I grew up in a small mining town called Clifton in Arizona. Nearly everyone in my family worked in the nearby Morenci open-pit copper mine, including my grandfather, who was my role model when I was a kid. He had an amazing collection of rocks and minerals from the mine, and this sparked my interest in geology. My twin sister shared similar interests with me, and when it came time for us to head to college, we explored the geology program at the New Mexico Institute of Mining and Technology (New Mexico Tech). During our tour of Tech, we met the chair of the Mining Engineering department, who explained that mining engineering would allow us to work with cool geology and also do important design work as engineers. I was hooked that day and graduated from Tech with my bachelor’s degree in Mining Engineering several years later.
“Nearly everyone in my family worked in the nearby Morenci open-pit copper mine, including my grandfather, who was my role model when I was a kid.”
After I graduated, I knew there was so much more to learn so I stayed on at Tech to complete my master’s degree. After college, I worked as a consulting engineer for nine years at Kleinfelder Inc., where I worked on a variety of Mining Engineering and Civil Engineering projects. Consulting gave me the opportunity to encounter complex engineering problems to which I could apply my educational background. I later went on to complete another master’s degree in Civil Engineering to better address some of the civil work I performed at my company.
After my time in consulting, I began work as an engineer for the state government in the New Mexico Abandoned Mine Land Program. Our program’s mission is to safeguard the public from adverse effects associated with historic mining practices. We safeguard and remediate abandoned mines all over the State of New Mexico. My job has a field work component, and a typical field day involves hiking around doing field reconnaissance, observing construction of the projects I’ve designed, and revisiting sites after construction to see how the project performed. My typical office days involve developing design drawings, technical specifications and contract documents to get projects to construction.
I recently worked on a project near Gallup, New Mexico, where a large sinkhole developed in someone’s backyard above abandoned underground coal mine workings. We created a design to safeguard the public from this dangerous abandoned mine problem and prevent it from happening in the future.
I love that my job gives me the opportunity to visit beautiful places around the state, to be out in the field during construction and work on challenging designs to keep people safe from the dangers of abandoned mines. I also love that my work allows me to design solutions that are unique and require out-of-the-box thinking. Many animals, such as bats, use abandoned hard-rock mines as their habitat, and engineering design solutions must take them into account so that they can thrive.
Traditionally, there are not very many women in the field of Mining Engineering, although that is slowly changing. When I first began my career, it was sometimes difficult to be the only woman in the room. I soon learned, however, that my input and educational background was just as valuable as my male colleagues and that I brought a unique perspective to the table. I relied on the support of other women I knew in engineering to build confidence and form a community.

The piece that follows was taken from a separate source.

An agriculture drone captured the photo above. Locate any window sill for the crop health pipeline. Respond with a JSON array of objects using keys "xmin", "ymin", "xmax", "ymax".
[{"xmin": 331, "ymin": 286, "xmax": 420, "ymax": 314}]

“I relied on the support of other women I knew in engineering to build confidence and form a community.”
So my advice is to form a community with other women in the STEM field as you progress through high school and college and grow in your career. You will be support for each other, advocate for each other and solve technical challenges together. Participating in the local Society of Women Engineers section is a great way to do this in college! During high school, participate in SWENext.